Lors de la première audience du Bape sur le gaz de schiste hier soir, le 4 octobre 2010, à Saint-Hyacinthe, le président Pierre Fortin a adopté le ton d’un préfet de discipline qui ne présage rien de bon.
Pierre Fortin a été nommé vice-président du Bape en novembre 2007. Cette nomination fait suite à la nomination de Pierre Renaud en tant que président du Bape le 9 octobre 2007 par le Conseil des Ministres et donc, par conséquent par Jean Charest. C’est une nomination politique. Par après, Pierre Renaud a choisi Pierre Fortin comme vice-président.
Sur le site du Bape, il y a un certain nombre d’oublis dans les pages biographiques concernant les membres de cette commission sur le gaz de schiste.
Dans le cas de Michel Germain, il est écrit que ce dernier a travaillé au Ministère de l’Environnement de 1987-90. Il aurait fallu préciser qu’il était attaché politique au Cabinet des ministres libéraux de l’Environnement, Clifford Lincoln et par la suite Pierre Paradis. C’est un travail éminemment politique.
Dans le cas de Pierre Fortin, on ne fait pas mention qu’il a été lui aussi attaché politique au Cabinet du ministre libéral Michel Pagé, à l’Agriculture, Pêcheries et Alimentations (MAPAQ) entre 1986-88. C’est aussi un poste éminemment politique.
Dans le cas de Nicole Trudeau, on ne fait aucunement allusion qu’elle est actuellement présidente du Parti Union Montréal. Sa nomination remonte au 28 août 2009. Encore là, le poste est hautement politique et le parti qu’elle préside a des liens avec le Parti libéral du Québec. En 2010, Nicole Trudeau ne s’est pas privée pour faire l’éloge de la probité de Gérald Tremblay.
De plus, Pierre Fortin et Jacques Locat ont siégé sur la commission du Bape sur le projet minier aurifère « Canadian Malartic » et ont remis leur rapport le 2 juillet 2009. Dans ce rapport, les deux commissaires autorisaient la mine à ciel ouvert à certaines conditions. Entre autres, ils demandaient que le comité de suivi des impacts mis en place par le promoteur soit plus représentatif de la communauté. Dans les faits, La compagnie Osisko avait entrepris le déménagement des maisons avant même les audiences publiques du Bape. Les commissaires ont réagi mollement à cet état de fait puisque, selon eux, cette opération était légale quoiqu’elle « interroge sur le plan éthique et humain ». !! En somme, même pendant les audiences il n’y a pas eu de moratoire sur les déménagements.

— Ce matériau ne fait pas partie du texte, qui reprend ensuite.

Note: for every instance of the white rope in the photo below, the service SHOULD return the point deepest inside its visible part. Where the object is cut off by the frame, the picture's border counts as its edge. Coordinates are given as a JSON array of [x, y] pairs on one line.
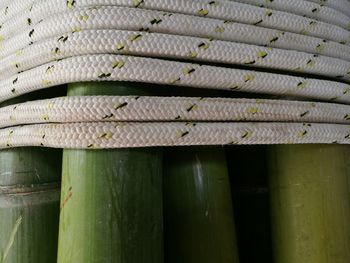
[[340, 5], [54, 42], [56, 11], [125, 134], [161, 45], [304, 8], [148, 108], [107, 67]]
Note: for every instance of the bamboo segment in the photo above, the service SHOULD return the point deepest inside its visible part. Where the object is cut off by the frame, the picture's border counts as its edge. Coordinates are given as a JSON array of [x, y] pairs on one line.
[[111, 200], [310, 203], [29, 203], [29, 226], [199, 225], [251, 201]]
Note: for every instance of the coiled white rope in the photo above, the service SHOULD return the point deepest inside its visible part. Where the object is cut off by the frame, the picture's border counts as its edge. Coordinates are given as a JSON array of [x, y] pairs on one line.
[[75, 41], [304, 8]]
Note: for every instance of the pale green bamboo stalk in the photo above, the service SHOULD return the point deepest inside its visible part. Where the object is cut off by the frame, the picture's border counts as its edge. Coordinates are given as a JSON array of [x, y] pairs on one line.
[[111, 202], [29, 202], [310, 203], [199, 225]]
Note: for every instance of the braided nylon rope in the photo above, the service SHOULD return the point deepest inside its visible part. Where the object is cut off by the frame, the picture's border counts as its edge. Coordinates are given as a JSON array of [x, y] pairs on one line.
[[46, 43]]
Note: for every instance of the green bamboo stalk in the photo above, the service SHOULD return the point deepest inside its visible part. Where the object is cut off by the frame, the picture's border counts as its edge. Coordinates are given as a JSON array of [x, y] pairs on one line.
[[199, 225], [310, 203], [111, 201], [249, 183], [29, 205], [29, 202]]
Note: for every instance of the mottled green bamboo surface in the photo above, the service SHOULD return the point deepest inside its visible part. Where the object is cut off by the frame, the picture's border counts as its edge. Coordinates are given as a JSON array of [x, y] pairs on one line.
[[251, 202], [29, 200], [310, 203], [111, 201], [199, 225]]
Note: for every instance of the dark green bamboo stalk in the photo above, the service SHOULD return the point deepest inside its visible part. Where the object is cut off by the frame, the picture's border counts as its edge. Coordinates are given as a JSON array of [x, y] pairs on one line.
[[310, 203], [111, 201], [29, 203], [249, 183], [199, 225]]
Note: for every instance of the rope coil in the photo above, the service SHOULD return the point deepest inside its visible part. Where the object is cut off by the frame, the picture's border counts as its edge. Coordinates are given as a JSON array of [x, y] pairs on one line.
[[105, 40]]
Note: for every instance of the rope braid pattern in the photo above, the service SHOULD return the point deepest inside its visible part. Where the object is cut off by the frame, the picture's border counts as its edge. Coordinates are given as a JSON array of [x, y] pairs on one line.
[[46, 43]]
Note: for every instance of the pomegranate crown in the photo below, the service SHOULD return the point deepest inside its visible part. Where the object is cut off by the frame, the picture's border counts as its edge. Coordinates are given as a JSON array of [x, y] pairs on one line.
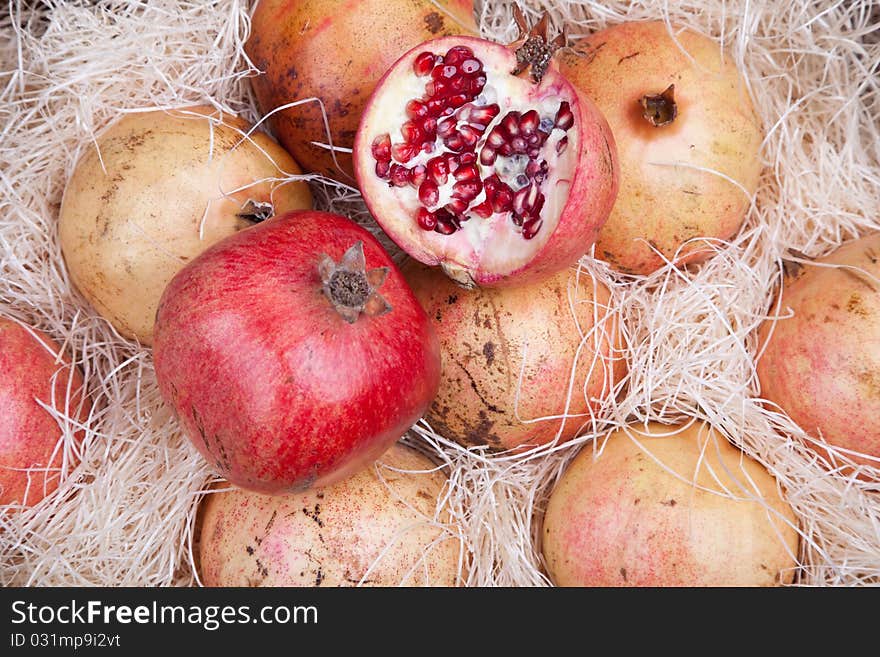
[[533, 47], [350, 287]]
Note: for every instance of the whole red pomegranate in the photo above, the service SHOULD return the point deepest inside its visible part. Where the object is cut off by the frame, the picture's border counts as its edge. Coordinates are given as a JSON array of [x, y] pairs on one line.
[[31, 456], [821, 364], [484, 159], [294, 352], [685, 128], [548, 350], [336, 50]]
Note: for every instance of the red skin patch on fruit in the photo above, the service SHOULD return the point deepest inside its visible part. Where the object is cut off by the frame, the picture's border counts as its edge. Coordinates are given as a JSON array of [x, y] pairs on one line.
[[272, 385]]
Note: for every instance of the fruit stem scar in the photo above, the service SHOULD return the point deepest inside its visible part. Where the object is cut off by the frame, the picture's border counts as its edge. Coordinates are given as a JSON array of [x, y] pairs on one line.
[[350, 287], [533, 47], [256, 211], [660, 109]]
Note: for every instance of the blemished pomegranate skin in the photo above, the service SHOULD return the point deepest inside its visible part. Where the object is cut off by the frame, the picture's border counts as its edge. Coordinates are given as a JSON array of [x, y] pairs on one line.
[[685, 174], [820, 361], [336, 51], [29, 434], [272, 383], [498, 178]]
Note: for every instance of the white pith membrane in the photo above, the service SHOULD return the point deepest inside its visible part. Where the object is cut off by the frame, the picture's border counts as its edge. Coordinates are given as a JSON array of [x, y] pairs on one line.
[[125, 515], [495, 244]]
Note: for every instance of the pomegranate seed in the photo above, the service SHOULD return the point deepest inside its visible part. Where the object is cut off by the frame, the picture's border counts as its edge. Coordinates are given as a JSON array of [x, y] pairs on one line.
[[519, 201], [460, 85], [458, 100], [456, 206], [416, 110], [381, 148], [469, 135], [483, 115], [426, 219], [466, 190], [470, 66], [528, 124], [423, 64], [561, 144], [564, 117], [446, 223], [496, 138], [437, 170], [399, 175], [492, 184], [539, 205], [446, 127], [429, 127], [503, 200], [531, 228], [412, 133], [454, 142], [436, 106], [437, 88], [483, 210], [510, 123], [458, 54], [429, 194], [532, 197], [403, 152], [417, 175], [467, 172]]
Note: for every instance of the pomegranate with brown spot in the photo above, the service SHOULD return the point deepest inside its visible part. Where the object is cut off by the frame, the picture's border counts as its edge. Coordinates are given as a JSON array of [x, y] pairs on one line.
[[657, 505], [379, 527], [294, 352], [820, 361], [523, 364], [687, 134], [336, 51], [485, 160]]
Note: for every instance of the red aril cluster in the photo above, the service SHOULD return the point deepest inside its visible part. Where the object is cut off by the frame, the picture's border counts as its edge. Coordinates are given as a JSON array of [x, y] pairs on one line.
[[468, 164]]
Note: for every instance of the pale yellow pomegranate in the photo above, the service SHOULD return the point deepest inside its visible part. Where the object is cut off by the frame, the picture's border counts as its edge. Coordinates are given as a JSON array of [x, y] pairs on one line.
[[160, 188], [678, 108]]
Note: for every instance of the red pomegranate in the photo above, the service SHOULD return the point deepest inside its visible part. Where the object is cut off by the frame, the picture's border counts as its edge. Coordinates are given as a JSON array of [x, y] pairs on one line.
[[336, 51], [484, 159], [30, 453], [294, 353], [687, 134]]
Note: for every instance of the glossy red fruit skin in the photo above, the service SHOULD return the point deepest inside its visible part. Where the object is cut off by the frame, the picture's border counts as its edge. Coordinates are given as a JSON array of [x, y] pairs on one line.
[[29, 434], [275, 389], [588, 201]]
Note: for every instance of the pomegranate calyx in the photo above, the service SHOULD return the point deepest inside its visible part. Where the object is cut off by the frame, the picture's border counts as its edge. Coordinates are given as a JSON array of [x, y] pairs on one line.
[[533, 47], [350, 287], [256, 211], [660, 109]]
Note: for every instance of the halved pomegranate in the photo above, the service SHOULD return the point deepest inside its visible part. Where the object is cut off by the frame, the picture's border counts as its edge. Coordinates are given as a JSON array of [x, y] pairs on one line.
[[466, 162]]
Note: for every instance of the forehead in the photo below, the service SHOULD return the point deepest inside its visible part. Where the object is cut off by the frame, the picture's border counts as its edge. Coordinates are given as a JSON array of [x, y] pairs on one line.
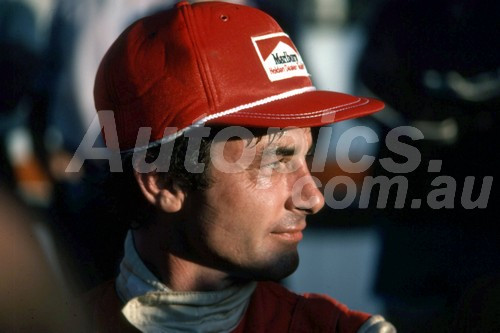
[[268, 137]]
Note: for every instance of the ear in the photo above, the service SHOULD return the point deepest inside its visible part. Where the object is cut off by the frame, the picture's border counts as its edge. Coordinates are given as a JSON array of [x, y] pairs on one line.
[[161, 192]]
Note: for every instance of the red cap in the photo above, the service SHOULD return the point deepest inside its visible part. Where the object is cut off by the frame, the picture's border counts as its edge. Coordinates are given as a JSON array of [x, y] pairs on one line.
[[212, 63]]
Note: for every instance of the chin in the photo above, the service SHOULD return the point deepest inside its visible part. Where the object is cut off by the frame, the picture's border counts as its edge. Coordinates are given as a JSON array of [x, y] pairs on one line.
[[276, 269]]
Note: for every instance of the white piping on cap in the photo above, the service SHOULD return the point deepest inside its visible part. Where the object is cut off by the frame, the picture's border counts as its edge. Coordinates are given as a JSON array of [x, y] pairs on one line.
[[202, 121]]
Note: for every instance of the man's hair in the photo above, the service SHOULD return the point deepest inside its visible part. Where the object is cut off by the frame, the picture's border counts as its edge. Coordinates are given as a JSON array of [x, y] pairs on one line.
[[127, 201], [128, 204]]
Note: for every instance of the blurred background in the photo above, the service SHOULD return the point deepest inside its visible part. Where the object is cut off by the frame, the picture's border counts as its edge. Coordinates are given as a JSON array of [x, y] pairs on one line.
[[435, 64]]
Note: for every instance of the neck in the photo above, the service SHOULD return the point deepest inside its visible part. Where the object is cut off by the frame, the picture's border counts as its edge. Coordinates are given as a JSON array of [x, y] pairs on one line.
[[172, 269]]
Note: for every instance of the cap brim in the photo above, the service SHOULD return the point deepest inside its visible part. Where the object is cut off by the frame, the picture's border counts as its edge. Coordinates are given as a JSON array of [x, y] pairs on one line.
[[310, 109]]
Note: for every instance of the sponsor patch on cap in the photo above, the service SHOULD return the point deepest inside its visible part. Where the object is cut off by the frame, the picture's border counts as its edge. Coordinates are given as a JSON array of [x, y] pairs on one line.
[[279, 57]]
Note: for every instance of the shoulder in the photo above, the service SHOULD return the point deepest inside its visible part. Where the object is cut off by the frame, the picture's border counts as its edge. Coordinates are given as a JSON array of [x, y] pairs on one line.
[[306, 313], [104, 307]]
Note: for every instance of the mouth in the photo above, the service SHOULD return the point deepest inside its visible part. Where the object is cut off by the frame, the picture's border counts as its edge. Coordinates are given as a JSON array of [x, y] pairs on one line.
[[290, 233]]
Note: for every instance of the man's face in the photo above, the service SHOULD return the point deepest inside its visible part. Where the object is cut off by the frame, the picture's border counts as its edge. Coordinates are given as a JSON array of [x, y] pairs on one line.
[[249, 221]]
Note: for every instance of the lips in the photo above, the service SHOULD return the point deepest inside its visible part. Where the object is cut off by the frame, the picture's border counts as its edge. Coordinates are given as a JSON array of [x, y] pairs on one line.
[[290, 233]]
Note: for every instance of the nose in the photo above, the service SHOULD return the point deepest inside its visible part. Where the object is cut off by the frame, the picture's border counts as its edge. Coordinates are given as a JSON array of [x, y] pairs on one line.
[[306, 196]]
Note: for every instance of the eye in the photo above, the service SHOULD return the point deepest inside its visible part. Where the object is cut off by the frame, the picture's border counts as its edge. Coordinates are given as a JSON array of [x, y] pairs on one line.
[[276, 164]]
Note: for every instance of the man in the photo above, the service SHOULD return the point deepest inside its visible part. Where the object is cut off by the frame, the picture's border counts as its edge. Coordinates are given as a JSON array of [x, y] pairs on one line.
[[215, 209]]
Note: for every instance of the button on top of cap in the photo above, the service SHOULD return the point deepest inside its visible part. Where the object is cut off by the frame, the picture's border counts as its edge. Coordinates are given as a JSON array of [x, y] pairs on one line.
[[182, 3]]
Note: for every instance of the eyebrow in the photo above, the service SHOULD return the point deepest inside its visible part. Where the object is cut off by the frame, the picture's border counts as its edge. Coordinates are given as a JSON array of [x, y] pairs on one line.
[[283, 150]]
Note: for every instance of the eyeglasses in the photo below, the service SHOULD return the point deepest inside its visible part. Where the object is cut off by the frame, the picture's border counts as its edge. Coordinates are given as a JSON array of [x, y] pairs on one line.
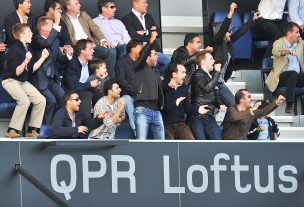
[[75, 99]]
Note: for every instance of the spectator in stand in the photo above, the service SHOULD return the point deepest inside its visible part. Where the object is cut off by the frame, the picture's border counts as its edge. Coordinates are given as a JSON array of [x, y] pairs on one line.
[[113, 29], [18, 68], [69, 122], [21, 15], [75, 20], [140, 25], [204, 92], [115, 105], [177, 104], [223, 51], [239, 117], [77, 74], [288, 65], [149, 99], [271, 23], [47, 78], [101, 74], [296, 13]]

Cette enquête publique du Bape sur le projet Osisko à Malartic n’est sûrement pas un événement pour nous rassurer sur les concluions du Bape quant au gaz de schiste.
Finalement, tous les commissaires de cette enquête ainsi que le directeur du Bape ont été nommés sous le règne des libéraux de Jean Charest : Pierre Renaud (2007), Pierre Fortin (2007), Jacques Locat (2008) et Nicole Trudeau (2009).
Prenons maintenant connaissance de certains articles du code de déontologie du Bape auquel les commissaires sont soumis.
5. Le membre évite tout conflit d’intérêts.
9. Le membre fait preuve de neutralité politique dans l’exercice de ses fonctions.
10. Le membre évite de se placer dans une situation qui pourrait évoluer vers une situation de conflit d’intérêts ou le placer dans une situation de vulnérabilité.
20. Le membre fait preuve de réserve dans la manifestation publique de ses opinions politiques.
À la lueur de ces règles de conduite, peuvent-ils prétendre à la neutralité politique ? Depuis des années, nombre d’avocats, d’environnementalistes et de citoyens questionnent le fait que la nomination du directeur du Bape relève directement du Conseil des ministres. Pour qu’il soit crédible, le Bape doit être une entité juridique indépendante du pouvoir politique.